Scanning for Our Futures
As I write this, my team at Vision Foresight Strategy is engaged in FORESIGHT’s Futures Scan, in which we’re investigating the health and well-being landscape to illuminate trends (patterns of change over time) and emerging issues (weak signals of potential change) that could significantly impact the United States in the short term (~10 years) and long term (~50 years). Understanding these current and possible emerging trends—and other factors that could influence how those trends might bend or break—is important because it will give FORESIGHT building blocks with which to create scenarios describing alternative futures.
Brainstorming with Philanthropies
Recently, the FORESIGHT Implementation Team met with our philanthropic partners to discuss the Futures Scan.
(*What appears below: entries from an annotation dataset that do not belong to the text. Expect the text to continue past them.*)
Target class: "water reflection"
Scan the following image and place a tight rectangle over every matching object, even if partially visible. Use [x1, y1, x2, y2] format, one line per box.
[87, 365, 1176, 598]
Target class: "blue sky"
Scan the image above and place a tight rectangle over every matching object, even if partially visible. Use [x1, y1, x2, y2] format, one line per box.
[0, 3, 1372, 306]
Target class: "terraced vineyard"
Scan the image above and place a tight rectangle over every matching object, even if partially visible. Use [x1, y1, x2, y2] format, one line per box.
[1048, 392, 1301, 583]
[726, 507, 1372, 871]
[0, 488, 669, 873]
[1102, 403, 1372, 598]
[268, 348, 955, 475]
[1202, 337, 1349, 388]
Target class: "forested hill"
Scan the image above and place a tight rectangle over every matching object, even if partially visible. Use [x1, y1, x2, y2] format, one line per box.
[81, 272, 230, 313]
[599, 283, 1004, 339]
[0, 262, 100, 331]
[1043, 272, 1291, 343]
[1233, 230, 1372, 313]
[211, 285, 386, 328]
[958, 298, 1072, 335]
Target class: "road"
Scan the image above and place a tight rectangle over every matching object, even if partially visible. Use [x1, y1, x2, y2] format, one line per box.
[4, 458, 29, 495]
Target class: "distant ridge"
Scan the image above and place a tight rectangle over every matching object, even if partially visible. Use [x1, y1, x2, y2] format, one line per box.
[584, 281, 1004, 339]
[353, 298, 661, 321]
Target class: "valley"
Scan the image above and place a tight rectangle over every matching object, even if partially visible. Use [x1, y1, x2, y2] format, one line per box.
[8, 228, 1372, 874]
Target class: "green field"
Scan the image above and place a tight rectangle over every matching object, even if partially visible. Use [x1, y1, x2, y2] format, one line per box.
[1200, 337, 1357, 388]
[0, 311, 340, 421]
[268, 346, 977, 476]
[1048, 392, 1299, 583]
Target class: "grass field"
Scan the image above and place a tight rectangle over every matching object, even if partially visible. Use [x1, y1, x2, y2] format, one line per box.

My futurist colleague Wendy Shultz opened the virtual session with an activity where we started with a blank timeline and gave everyone in the meeting the ability to concurrently add trends to it in real time. This brainstorming session resulted in this very rough draft of a Shared History Timeline (below). This exercise was useful not only for giving our partners more insight into the Futures Scan process, but also for illuminating that we have collectively experienced significant changes in health and well-being over the last 50 years or so. And, while there were a few “black swans” (events that were unpredictable or completely unexpected) the majority of the changes identified by FORESIGHT’s philanthropic partners were entirely predictable. In fact, a futurist engaging in scanning during that time would likely have identified some of those as trends or emerging issues. The timeline exercise helps explain the “how” behind FORESIGHT’s Futures Scan, and what we’re looking for as we scan the environment.